Kommentierte EntscheidungBerufungsentscheidung - Steuer (Referent) des UFSI vom 30.05.2008, RV/0173-I/08

Hinzurechnung von € 8.000.- verfassungswidrig ?

Beachte
  • VfGH-Beschwerde zur Zl. B 1271/08 eingebracht. Behandlung der Beschwerde mit Beschluss vom 23.9.2008 abgelehnt.

Rechtssätze

Keine Rechtssätze vorhanden

Entscheidungstext

Der Unabhängige Finanzsenat hat über die Berufung der Bw., vertreten durch RA, vom 31. März 2008 gegen den Bescheid des Finanzamtes Innsbruck vom 17. März 2008 betreffend Einkommensteuer 2007 entschieden:

Die Berufung wird als unbegründet abgewiesen.

Der angefochtene Bescheid bleibt unverändert.

Entscheidungsgründe

Die Berufungswerber (Bw.) unterliegt der beschränkten Steuerpflicht, weshalb von der Vorinstanz unter Berufung auf § 102 Abs. 3 EStG bei der Einkommensteuerveranlagung 2007 dem Einkommen ein Betrag von € 8.000.- hinzugerechnet wurde (Bescheid vom 12.3.2008).

Gegen den angeführten Bescheid erhob die Bw. form- und fristgerecht Berufung.

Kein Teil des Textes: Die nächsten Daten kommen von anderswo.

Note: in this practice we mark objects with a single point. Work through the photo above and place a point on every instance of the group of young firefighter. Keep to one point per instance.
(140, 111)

In der Berufungsschrift, die in den Antrag mündet, den Bescheid dahingehend abzuändern, dass bei der Steuerberechnung von der Hinzurechnung des Betrages von € 8.000.- Abstand genommen und die ESt mit Null festgesetzt wird, wird begründend vorgebracht:

Die Hinzurechnungsvorschrift des § 108 Abs. 3 EStG 1988 sei verfassungswidrig, da sie gegen den Gleichheitsgrundsatz verstoße. Es bestehe kein sachlich gerechtfertigter Grund, beschränkt Steuerpflichtige bei der ESt- Berechnung schlechter zu stellen als unbeschränkt Steuerpflichtige. Der Hinzurechungsbetrag von € 8.000.- sei sachlich nicht gerechtfertigt . Es handle sich um einen nicht nachvollziehbaren Pauschalbetrag. Im berufungsgegenständlichen Fall führe die Hinzurechnung des Betrages von € 8.000.- bei einem Einkommen von € 5.633,16.- zu einer ESt von € 1.369,71.-, was einem Steuersatz von ca. 24 % entspreche. Ein derartiger Steuersatz bei einem derartig geringen Einkommen sei dem Gesetz "grundsätzlich nicht zu entnehmen".

Die Vorinstanz legte die Akten ohne Erlassung einer Berufungsvorentscheidung unmittelbar an den Unabhängigen Finanzsenat vor.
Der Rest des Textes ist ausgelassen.